Watch manufacturing

Georges-Auguste Leschot (1800-1884), pioneered in the field of interchangeability in clockmaking by the invention of various machine tools. 1830 he designed an anchor escapement, which his student, Antoine Léchaud, later mass produced. 1839 he invented a pantograph allowing some degree of standardisation and interchangeability of parts on watches fitted with the same calibre.
Watch manufacturing really changed from assembly in watchmaking shops to mass production with interchangeable parts, as from 1854, pioneered by the Waltham Watch Company, in Waltham, Massachusetts.

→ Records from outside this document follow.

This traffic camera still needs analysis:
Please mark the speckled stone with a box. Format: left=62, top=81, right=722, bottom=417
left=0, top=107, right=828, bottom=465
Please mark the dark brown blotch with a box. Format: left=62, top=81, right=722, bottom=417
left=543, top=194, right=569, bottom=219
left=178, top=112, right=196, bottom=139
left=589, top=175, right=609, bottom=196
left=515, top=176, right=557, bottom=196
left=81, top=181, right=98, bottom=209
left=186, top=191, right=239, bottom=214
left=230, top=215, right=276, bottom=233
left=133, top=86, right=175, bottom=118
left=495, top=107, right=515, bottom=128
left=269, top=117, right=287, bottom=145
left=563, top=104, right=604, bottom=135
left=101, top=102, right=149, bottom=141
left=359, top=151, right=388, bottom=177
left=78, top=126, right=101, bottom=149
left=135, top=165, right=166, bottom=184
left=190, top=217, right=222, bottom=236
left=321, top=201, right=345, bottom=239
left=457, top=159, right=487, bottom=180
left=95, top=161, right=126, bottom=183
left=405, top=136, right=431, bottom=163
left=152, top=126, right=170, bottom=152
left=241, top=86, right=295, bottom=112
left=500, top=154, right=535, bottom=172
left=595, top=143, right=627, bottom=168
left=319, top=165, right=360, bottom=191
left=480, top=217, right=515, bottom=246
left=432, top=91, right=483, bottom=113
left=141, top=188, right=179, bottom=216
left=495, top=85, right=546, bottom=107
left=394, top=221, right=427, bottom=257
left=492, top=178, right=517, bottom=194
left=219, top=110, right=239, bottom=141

in 1850, Roxbury, David Davis, Edward Howard and Aaron Lufkin Dennison formed together the company that would later become the Waltham Watch Company. The Waltham Watch Company, also known as the American Waltham Watch Co. and the American Watch Co.,
produced about 40 million high quality watches, clocks, speedometers, compasses, time fuses and other precision instruments between 1850 and 1957.
The Waltham Watch Company went out of business in 1957, but had founded a subsidiary in Switzerland in 1954, Waltham International SA. Waltham International SA continues to produce mechanical wrist watches and mechanical pocket watches under the "Waltham" brand and is a full-fledged member of the Federation of the Swiss Watch Industry FH.